如果你用了一些框架，它来管理 event loop 的话，那你不应该调用 loop.close()，比如一些 GUI 框架。

作者总结了 yield from 的两大规则：

Every arrangement of coroutines chained with yield from must be ultimately driven by a caller that is not a coroutine, which invokes next(…) or .send(…) on the outermost delegating generator, explicitly or implicitly (e.g., in a for loop).
The innermost subgenerator in the chain must be a simple generator that uses just yield—or an iterable object.

比如上面例子中，

协程们最终都是由 loop.run_until_complete(…) 来驱动；run_until_complete(…) 本身不是一个协程函数
最内层的 subgenerator 只会用 yield / iterable；我猜它也可能是一段 C 的函数，一样实现 yield 的能力，有空深挖下 asyncio transports
即使是 yield from aiohttp.request(…)，最终估计也是 yield asyncio 库里面的某些函数

Running Circling Around Blocking Calls

这一段写得 非常好。很值得一看，同时内容的演进手法也很赞。

读一次 L1 cache 的时间如果是 3 秒，那么读一次网络设备数据的时间约为 7.6 年。因此同步、阻塞型程序，如果涉及到 I/O 操作，CPU 基本上就不在经常在等不在干活。解决这个问题一般是两个思路：

每个阻塞操作都在单独的线程做；缺点是资源消耗很大
每个阻塞操作都变成事件驱动式的异步调用

对于异步调用，很早前就有类似的机制，如硬件中断（但是这并不表示编程语言的异步调用机制就是构建在硬件中断上的）。Callback 和 event loop 的底层实现，可以利用操作系统的各种基础设施，如中断、线程、polling、后台进程等等。比如 Node.js 为了实现异步的文件操作 API，在底层用 libeio 实现了个线程池用来支持这个操作。因为当时（2014 年）的操作系统还没有提供可靠的、通用的异步文件操作 API。

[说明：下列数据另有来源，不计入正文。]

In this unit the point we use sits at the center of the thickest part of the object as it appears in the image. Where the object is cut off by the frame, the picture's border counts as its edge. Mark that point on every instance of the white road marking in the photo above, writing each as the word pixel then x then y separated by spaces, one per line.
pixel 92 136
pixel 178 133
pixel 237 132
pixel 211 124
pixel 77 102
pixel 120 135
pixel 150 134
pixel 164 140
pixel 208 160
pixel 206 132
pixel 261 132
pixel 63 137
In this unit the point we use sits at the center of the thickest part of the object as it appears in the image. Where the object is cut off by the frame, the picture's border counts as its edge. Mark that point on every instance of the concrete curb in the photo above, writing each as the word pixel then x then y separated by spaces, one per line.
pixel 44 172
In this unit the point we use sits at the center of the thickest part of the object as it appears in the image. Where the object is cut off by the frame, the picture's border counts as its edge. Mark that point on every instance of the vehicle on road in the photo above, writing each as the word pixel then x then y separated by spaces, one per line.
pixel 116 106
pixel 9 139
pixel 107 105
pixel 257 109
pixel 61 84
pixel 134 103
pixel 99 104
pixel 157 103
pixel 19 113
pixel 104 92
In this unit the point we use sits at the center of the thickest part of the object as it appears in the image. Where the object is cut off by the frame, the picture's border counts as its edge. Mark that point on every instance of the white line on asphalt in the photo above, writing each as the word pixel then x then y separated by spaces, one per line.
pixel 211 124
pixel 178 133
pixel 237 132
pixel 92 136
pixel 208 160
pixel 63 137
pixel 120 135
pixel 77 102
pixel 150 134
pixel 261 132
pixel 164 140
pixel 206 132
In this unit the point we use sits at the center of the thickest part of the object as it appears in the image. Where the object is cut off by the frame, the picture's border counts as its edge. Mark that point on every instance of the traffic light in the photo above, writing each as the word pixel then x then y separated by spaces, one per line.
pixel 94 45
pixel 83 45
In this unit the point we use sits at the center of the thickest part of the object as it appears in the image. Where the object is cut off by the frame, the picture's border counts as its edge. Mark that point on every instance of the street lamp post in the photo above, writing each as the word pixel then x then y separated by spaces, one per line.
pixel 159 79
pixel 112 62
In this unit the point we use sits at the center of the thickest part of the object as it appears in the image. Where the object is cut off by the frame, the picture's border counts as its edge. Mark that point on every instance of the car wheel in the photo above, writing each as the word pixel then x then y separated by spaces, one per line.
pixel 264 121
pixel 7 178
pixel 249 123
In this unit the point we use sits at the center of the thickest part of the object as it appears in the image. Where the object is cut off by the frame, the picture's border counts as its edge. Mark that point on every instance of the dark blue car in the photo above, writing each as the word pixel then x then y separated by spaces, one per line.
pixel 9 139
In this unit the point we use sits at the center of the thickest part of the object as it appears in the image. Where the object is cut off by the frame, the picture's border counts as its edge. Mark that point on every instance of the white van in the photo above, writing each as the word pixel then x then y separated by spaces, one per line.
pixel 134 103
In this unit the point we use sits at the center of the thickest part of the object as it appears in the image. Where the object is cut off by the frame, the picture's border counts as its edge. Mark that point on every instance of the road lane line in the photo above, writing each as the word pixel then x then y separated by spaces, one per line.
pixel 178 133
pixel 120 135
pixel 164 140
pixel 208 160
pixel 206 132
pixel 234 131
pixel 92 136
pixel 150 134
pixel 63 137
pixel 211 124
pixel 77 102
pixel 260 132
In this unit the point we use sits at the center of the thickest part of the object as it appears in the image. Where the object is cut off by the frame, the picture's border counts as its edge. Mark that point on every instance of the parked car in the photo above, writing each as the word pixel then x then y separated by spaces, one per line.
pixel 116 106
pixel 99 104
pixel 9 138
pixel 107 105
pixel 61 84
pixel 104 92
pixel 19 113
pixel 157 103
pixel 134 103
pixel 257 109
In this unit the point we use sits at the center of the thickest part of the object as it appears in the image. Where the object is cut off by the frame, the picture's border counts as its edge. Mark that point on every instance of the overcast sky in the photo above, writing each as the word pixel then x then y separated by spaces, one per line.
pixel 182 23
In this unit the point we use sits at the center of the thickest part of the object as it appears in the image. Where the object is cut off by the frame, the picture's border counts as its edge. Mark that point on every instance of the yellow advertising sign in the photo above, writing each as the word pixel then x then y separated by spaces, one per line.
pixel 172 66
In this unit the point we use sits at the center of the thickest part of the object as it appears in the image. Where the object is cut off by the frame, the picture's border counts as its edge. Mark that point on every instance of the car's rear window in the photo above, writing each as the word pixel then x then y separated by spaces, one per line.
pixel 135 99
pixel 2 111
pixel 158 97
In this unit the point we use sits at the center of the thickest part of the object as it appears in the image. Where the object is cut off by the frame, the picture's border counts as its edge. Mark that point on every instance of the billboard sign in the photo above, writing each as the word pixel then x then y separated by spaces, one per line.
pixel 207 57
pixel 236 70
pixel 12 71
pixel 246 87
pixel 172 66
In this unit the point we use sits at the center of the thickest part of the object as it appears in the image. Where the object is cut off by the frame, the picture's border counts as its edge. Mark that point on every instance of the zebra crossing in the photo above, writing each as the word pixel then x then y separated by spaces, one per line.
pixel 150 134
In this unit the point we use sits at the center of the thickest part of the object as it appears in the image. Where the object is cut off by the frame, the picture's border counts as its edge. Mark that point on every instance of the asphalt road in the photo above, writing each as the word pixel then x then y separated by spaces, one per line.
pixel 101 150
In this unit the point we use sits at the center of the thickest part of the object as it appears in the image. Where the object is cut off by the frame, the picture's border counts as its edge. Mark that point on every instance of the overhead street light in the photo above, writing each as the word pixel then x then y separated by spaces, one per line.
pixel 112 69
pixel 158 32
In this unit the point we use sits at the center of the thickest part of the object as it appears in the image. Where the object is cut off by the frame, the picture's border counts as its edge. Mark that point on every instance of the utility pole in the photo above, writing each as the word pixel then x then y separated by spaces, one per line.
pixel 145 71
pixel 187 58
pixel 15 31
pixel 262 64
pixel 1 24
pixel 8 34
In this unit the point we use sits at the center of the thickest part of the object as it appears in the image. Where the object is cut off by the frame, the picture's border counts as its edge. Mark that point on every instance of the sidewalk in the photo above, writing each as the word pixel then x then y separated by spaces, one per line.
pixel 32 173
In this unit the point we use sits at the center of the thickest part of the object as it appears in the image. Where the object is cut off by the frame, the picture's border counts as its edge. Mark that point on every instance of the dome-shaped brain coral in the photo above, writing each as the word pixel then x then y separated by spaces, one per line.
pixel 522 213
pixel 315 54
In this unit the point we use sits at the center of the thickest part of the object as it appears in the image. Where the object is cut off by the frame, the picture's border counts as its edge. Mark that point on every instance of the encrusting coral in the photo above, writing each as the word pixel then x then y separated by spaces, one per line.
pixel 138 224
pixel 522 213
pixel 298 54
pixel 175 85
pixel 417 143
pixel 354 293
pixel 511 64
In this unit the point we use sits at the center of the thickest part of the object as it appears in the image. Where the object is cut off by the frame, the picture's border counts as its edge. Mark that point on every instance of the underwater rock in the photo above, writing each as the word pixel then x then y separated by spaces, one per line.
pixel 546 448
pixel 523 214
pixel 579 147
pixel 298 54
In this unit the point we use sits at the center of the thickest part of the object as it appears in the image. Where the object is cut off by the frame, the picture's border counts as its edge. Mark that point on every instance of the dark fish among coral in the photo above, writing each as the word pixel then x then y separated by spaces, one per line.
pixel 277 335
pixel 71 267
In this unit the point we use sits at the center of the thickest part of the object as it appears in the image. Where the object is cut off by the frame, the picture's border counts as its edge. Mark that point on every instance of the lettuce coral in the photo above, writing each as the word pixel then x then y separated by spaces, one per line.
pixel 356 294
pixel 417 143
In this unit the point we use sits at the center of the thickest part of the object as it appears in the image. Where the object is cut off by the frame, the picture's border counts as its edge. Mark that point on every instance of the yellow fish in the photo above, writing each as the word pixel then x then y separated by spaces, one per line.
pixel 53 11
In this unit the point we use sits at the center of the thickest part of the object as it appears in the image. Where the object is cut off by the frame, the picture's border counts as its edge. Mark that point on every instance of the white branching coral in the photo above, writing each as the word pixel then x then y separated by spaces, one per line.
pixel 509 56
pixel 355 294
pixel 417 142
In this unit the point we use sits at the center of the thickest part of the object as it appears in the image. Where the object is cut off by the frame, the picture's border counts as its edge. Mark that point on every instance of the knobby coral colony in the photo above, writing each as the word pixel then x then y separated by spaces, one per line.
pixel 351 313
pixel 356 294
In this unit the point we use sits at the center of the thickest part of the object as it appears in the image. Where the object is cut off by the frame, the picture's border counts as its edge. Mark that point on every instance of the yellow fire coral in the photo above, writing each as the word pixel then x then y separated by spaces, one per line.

目前 asyncio 库本身并不提供异步文件 API（参考这里）。aiofiles 提供了异步文件 API 接口，底层是用线程实现的。作者在本书里提到可以使用 loop.run_in_executor(None, …) 起个新的线程写，可能写书时 aiofiles 还没成为主流。

Enhancing the asyncio downloader Script

这里给 asyncio 版的下载国旗例子加上进度条和错误控制。代码没有太多特别。但是值得注意的是 asyncio.Semaphore 的使用，它支持 context manager，但是需要以 yield from 的形式来使用：

semaphore = asyncio.Semaphore(concur_req)
with (yield from semaphore):
    image = yield from get_flag(base_url, cc)

不过这种形式已经被 deprecated，目前推荐的方式是 async with lock，它跟 with (yield from semaphore) 功能相同，但是语法上更清晰。

另外 asyncio.as_completed 中返回的 Future 结构，跟传入的并不是同一个；这个行为与 concurrent.futures 中的不一致。所以内层 coro 抛异常时，考虑使用自定义的 Exception 类将相关信息一起带出来。

From Callbacks to Futures and Coroutines

这节为了说明 asyncio 的协程模型带来的好处，先举了 JavaScript 的 callback hell 作为对比。JS 的 callback 模型中，需要传两个 callback 函数，分别表示操作成功和失败后的 callback，整个逻辑非常难维护。协程非常好地解决了这个心智负担。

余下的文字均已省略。